The font of all knowledge…

… was the headline on a lovely essay in yesterday’s Financial Times by Tom Vanderbilt. The peg for it was the announcement last January by the US State Department that it was ditching Courier New 12 as its official font and switching to Times New Roman 14. Not a promising subject, you’d think, but Mr Vanderbilt wove a lovely thought-provoking piece around it. Here are some of the thoughts he provoked in this reader.

1. We take typefaces for granted, but actually they are an extraordinarily important part of our daily environment. They often communicate instantly — almost subliminally — the identy of the sender of a message. For example, Eric Gill’s sans-serif typeface — Gill Sans — always evokes the BBC for me. And, as Mr Vanderbilt argues, it still stands as a symbol of modernity even though it’s 75 years old!

2. Courier became a dominant font by historical accident. It was designed for the IBM electric typewriters which dominated US (and later Western) offices in the 1960s and early 1970s. More importantly, IBM (for some reason) omitted to take a proprietary stake in it — so effectively Courier was released as an open source product! Because the US government used IBM typewriters, Courier therefore became synonomous with official documents, and also documents issued by US courts and legal firms. Which brings me to tangential thought number…
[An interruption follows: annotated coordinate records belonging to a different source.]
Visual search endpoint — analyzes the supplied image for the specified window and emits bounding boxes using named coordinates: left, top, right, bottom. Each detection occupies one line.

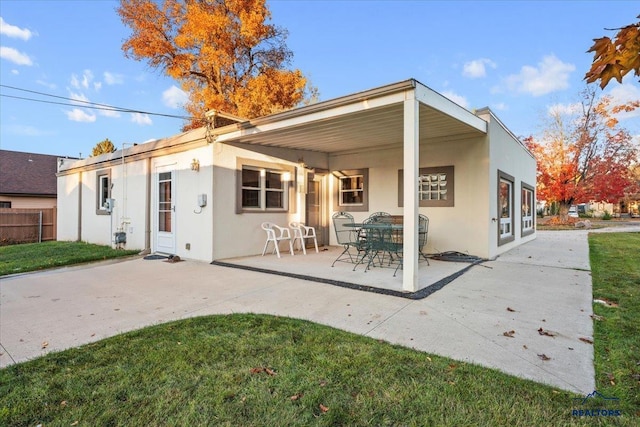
left=96, top=169, right=111, bottom=215
left=338, top=175, right=364, bottom=206
left=521, top=182, right=535, bottom=236
left=333, top=169, right=369, bottom=212
left=398, top=166, right=454, bottom=207
left=498, top=171, right=514, bottom=245
left=240, top=165, right=292, bottom=211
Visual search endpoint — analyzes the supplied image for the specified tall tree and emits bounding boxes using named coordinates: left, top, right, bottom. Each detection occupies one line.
left=585, top=15, right=640, bottom=89
left=91, top=138, right=116, bottom=157
left=117, top=0, right=315, bottom=129
left=525, top=88, right=638, bottom=219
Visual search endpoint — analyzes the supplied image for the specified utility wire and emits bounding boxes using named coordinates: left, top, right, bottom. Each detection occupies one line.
left=0, top=84, right=202, bottom=120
3. Memories of Charles Alan Wright, a famous US academic lawyer who was a good friend and was a member of the same two Cambridge colleges as me. He died in 2000. Charlie was an exceedingly eminent member of his profession: he acted as Richard Nixon’s lawyer in the closing period of his presidency; and for other clients he appeared three times before the US Supreme Court — and won twice. He was an amazingly prolific writer, reeling off long essays on legal and other topics, letters, reviews and reports. And all in Courier 12. So I never see the font without thinking of Charlie, and remembering one lovely thing he did.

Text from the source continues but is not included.